My captor smiled. At least I assumed he smiled. Something in the shape of the silhouette, which had barely moved throughout our conversation, seemed a bit more smiley.

“I bear you no personal ill will,” he said, “I have just been asked to keep you out of the way for a while. Once things have taken their course we will come and get you and you can go.”

I had already made my decision, it was pretty straightforward. Either to be abandoned on a desert island, or locked in a building, which would trigger my acute claustrophobia; or to be left in a jungle, with my creepy crawly phobia. It was a no brainer. Blessed solitude, time to work on my tan, if they gave me paper and enough pencils I would be happy if they never came back, swimming, catching fish. It would be Survivor and Desert Island Discs rolled into one.
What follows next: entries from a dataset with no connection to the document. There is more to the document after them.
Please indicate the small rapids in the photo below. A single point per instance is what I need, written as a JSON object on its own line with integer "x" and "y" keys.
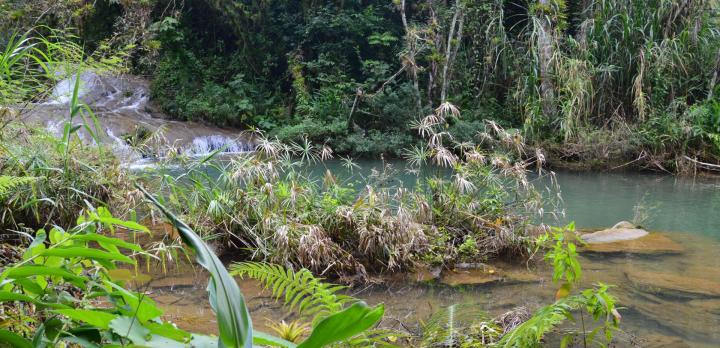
{"x": 123, "y": 109}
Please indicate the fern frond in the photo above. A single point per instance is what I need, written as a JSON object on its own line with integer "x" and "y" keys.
{"x": 9, "y": 183}
{"x": 448, "y": 326}
{"x": 300, "y": 291}
{"x": 531, "y": 332}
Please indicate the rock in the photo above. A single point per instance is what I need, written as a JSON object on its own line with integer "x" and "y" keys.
{"x": 678, "y": 284}
{"x": 624, "y": 224}
{"x": 650, "y": 243}
{"x": 622, "y": 231}
{"x": 487, "y": 275}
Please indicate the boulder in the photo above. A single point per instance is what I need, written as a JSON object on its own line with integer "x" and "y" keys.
{"x": 651, "y": 243}
{"x": 628, "y": 238}
{"x": 622, "y": 231}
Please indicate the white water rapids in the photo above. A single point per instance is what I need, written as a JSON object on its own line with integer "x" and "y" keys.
{"x": 122, "y": 107}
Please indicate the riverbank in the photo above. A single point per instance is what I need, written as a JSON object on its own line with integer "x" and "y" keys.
{"x": 651, "y": 302}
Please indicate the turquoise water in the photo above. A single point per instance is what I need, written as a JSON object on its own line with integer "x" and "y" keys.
{"x": 667, "y": 300}
{"x": 674, "y": 204}
{"x": 594, "y": 199}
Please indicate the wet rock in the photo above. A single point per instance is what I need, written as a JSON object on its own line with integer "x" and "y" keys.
{"x": 635, "y": 241}
{"x": 674, "y": 284}
{"x": 624, "y": 224}
{"x": 487, "y": 275}
{"x": 622, "y": 231}
{"x": 426, "y": 274}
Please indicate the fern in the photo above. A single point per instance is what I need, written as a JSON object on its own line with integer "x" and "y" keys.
{"x": 304, "y": 294}
{"x": 9, "y": 183}
{"x": 531, "y": 332}
{"x": 310, "y": 298}
{"x": 452, "y": 325}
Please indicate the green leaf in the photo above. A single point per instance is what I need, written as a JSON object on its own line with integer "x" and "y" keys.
{"x": 234, "y": 321}
{"x": 94, "y": 254}
{"x": 33, "y": 270}
{"x": 14, "y": 340}
{"x": 6, "y": 296}
{"x": 263, "y": 339}
{"x": 345, "y": 324}
{"x": 107, "y": 240}
{"x": 142, "y": 307}
{"x": 130, "y": 327}
{"x": 95, "y": 318}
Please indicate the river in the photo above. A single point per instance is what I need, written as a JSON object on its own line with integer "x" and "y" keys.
{"x": 669, "y": 299}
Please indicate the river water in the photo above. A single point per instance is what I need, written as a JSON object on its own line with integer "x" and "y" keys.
{"x": 668, "y": 299}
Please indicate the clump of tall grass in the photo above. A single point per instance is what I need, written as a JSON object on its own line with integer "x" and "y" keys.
{"x": 62, "y": 184}
{"x": 267, "y": 206}
{"x": 67, "y": 172}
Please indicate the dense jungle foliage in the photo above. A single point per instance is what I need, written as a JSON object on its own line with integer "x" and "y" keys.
{"x": 466, "y": 89}
{"x": 595, "y": 81}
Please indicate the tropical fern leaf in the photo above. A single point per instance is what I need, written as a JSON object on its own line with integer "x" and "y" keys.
{"x": 302, "y": 292}
{"x": 531, "y": 332}
{"x": 448, "y": 326}
{"x": 9, "y": 183}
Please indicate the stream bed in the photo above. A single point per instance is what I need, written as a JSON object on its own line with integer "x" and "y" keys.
{"x": 667, "y": 298}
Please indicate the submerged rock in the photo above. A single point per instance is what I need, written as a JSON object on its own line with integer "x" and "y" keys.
{"x": 651, "y": 243}
{"x": 487, "y": 275}
{"x": 628, "y": 238}
{"x": 622, "y": 231}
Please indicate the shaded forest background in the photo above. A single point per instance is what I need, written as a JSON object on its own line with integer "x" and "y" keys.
{"x": 604, "y": 81}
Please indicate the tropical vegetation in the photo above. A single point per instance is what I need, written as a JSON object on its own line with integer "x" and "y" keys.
{"x": 478, "y": 97}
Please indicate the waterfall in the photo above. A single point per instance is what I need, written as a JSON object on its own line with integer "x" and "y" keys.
{"x": 122, "y": 106}
{"x": 205, "y": 145}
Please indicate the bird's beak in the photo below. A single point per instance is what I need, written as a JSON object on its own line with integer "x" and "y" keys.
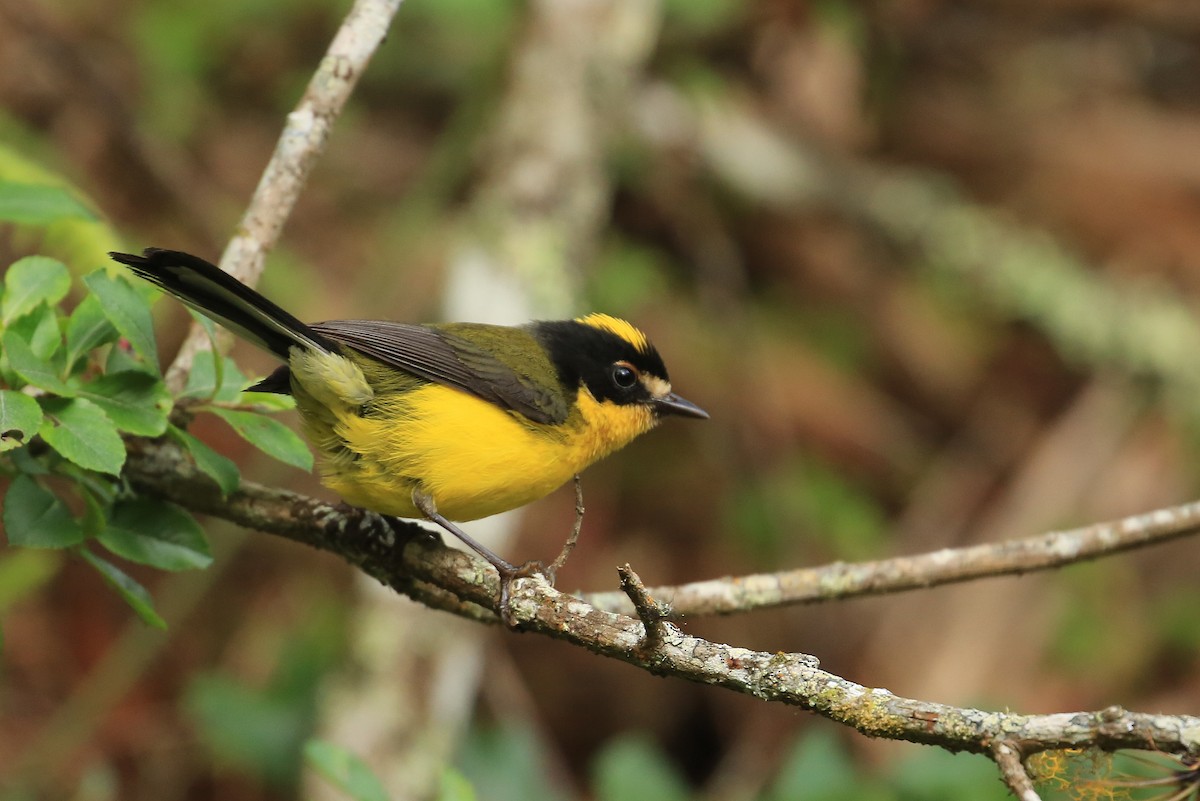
{"x": 672, "y": 404}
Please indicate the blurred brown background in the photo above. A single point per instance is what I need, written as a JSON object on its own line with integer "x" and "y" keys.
{"x": 931, "y": 265}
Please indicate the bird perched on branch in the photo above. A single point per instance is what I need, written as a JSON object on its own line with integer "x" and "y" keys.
{"x": 450, "y": 421}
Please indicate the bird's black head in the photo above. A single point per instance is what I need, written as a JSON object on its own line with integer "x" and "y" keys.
{"x": 613, "y": 360}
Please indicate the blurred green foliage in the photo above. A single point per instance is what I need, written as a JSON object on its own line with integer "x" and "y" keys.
{"x": 803, "y": 503}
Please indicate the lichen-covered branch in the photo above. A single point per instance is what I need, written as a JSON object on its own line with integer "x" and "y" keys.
{"x": 403, "y": 558}
{"x": 732, "y": 595}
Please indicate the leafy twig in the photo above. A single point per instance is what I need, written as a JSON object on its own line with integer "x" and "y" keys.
{"x": 460, "y": 583}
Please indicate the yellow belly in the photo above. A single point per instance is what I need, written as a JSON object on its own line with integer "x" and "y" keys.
{"x": 472, "y": 457}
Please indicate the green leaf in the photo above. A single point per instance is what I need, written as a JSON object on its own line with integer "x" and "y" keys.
{"x": 268, "y": 402}
{"x": 136, "y": 402}
{"x": 87, "y": 330}
{"x": 82, "y": 432}
{"x": 221, "y": 469}
{"x": 345, "y": 771}
{"x": 34, "y": 517}
{"x": 269, "y": 435}
{"x": 155, "y": 533}
{"x": 41, "y": 331}
{"x": 214, "y": 378}
{"x": 127, "y": 311}
{"x": 30, "y": 282}
{"x": 40, "y": 372}
{"x": 19, "y": 419}
{"x": 36, "y": 205}
{"x": 23, "y": 572}
{"x": 133, "y": 592}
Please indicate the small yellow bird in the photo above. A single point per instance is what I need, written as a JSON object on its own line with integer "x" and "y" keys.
{"x": 450, "y": 421}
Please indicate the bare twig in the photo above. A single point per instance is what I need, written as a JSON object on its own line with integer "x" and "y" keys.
{"x": 460, "y": 583}
{"x": 652, "y": 613}
{"x": 300, "y": 144}
{"x": 839, "y": 580}
{"x": 1012, "y": 769}
{"x": 574, "y": 538}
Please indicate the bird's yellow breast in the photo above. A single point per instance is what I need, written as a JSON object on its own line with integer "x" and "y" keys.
{"x": 472, "y": 457}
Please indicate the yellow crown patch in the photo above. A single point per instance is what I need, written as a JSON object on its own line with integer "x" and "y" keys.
{"x": 619, "y": 327}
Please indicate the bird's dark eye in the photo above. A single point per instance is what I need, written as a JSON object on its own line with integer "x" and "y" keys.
{"x": 624, "y": 375}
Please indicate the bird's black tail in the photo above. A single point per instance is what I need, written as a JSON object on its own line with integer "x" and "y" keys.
{"x": 219, "y": 295}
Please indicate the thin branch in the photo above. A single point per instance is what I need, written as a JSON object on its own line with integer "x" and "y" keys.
{"x": 448, "y": 579}
{"x": 1012, "y": 769}
{"x": 299, "y": 146}
{"x": 574, "y": 537}
{"x": 732, "y": 595}
{"x": 652, "y": 613}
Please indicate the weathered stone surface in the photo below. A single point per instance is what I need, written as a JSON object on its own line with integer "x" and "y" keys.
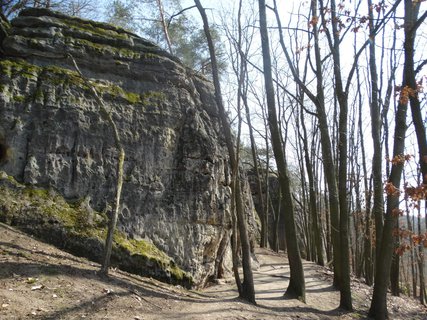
{"x": 176, "y": 191}
{"x": 4, "y": 27}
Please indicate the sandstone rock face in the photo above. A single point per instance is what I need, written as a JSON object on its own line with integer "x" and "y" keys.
{"x": 176, "y": 190}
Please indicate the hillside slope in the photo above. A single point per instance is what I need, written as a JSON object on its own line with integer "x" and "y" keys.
{"x": 38, "y": 281}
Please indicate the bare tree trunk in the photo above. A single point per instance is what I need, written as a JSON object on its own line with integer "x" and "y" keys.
{"x": 119, "y": 172}
{"x": 378, "y": 307}
{"x": 248, "y": 292}
{"x": 296, "y": 286}
{"x": 164, "y": 26}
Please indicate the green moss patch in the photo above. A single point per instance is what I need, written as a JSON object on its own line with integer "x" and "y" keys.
{"x": 58, "y": 76}
{"x": 71, "y": 226}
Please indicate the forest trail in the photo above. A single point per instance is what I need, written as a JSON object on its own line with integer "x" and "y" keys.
{"x": 39, "y": 281}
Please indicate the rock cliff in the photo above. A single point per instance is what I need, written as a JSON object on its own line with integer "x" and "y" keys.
{"x": 176, "y": 192}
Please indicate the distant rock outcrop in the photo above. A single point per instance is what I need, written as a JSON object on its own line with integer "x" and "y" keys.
{"x": 176, "y": 192}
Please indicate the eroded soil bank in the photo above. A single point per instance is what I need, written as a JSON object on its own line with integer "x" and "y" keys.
{"x": 38, "y": 281}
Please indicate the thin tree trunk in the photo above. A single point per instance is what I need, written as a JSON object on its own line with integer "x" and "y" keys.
{"x": 119, "y": 172}
{"x": 378, "y": 307}
{"x": 296, "y": 286}
{"x": 164, "y": 26}
{"x": 248, "y": 292}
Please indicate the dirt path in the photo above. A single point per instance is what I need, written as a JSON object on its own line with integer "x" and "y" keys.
{"x": 38, "y": 281}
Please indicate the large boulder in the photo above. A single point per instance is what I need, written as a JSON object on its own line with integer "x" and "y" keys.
{"x": 176, "y": 192}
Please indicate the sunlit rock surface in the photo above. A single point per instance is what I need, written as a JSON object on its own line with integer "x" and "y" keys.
{"x": 176, "y": 191}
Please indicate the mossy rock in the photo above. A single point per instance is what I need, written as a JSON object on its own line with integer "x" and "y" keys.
{"x": 58, "y": 76}
{"x": 71, "y": 226}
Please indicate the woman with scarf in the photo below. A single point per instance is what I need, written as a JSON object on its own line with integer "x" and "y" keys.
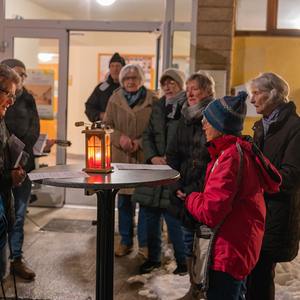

The choice wasn’t about my choice of destination, it was whether I chose to trust someone I could not see, who had had me bundled into a blacked out X5 outside Henrietta’s house, and brought here. Wherever here was.

I remembered the bunta joke and began to laugh. Quietly at first, a little hiccoughing giggle, that gained momentum until I was bubbling over with hysterical snorts. I don’t have a particularly attractive or cool laugh, and once it escapes I can’t haul it back. Now, with the wire tight tension it grabbed me and launched me off the cliff face of clownery.

“You find something amusing in the situation?”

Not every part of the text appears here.